Sampling a population

Fri Jun 2 16:03:16 EDT 2006

Brian Quinlan wrote:
> The fastest algorithm that I have been able to devise for doing so is: 
> O(n * log(len(lst))). Can anyone think or a solution with a better time 
> complexity? If not, is there an obviously better way to do this 
> (assuming n is big and the list size is small).

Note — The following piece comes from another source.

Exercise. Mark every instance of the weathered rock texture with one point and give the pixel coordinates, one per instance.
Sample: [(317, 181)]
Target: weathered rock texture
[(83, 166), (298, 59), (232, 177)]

numpy.searchsorted() can do all of the n lookups in C.

# Untested.

import numpy as np

def draw(n, lst):
    ps = np.cumsum([0.0] + [x[1] for x in lst])
    # watch for floating point errors here. It's likely that the last
    # item won't be quite 1.0

    r = np.random.random(n)  # n psuedorandom numbers uniform on [0, 1)
    indices = np.searchsorted(ps, r)

    # now do what you like with indices, which is an array of indices into
    # lst.

Ed Schofield has an implementation of an algorithm by Marsaglia[1] which turns
sampling into a fast table lookup. If your probabilities have limited precision
(2**-30 or so rather than the full double precision 2**-52 or so), then this
might be an attractive option.

[1]  http://www.jstatsoft.org/v11/i03/v11i03.pdf

The implementation is in the scipy sandbox currently, but I don't think it
builds painlessly at the moment.

  http://svn.scipy.org/svn/scipy/trunk/Lib/sandbox/montecarlo/

Ask on one of the scipy mailing lists if you need help building it.

  http://www.scipy.org/Mailing_Lists

-- 
Robert Kern

"I have come to believe that the whole world is an enigma, a harmless enigma
 that is made terrible by our own mad attempt to interpret it as though it had
 an underlying truth."
  -- Umberto Eco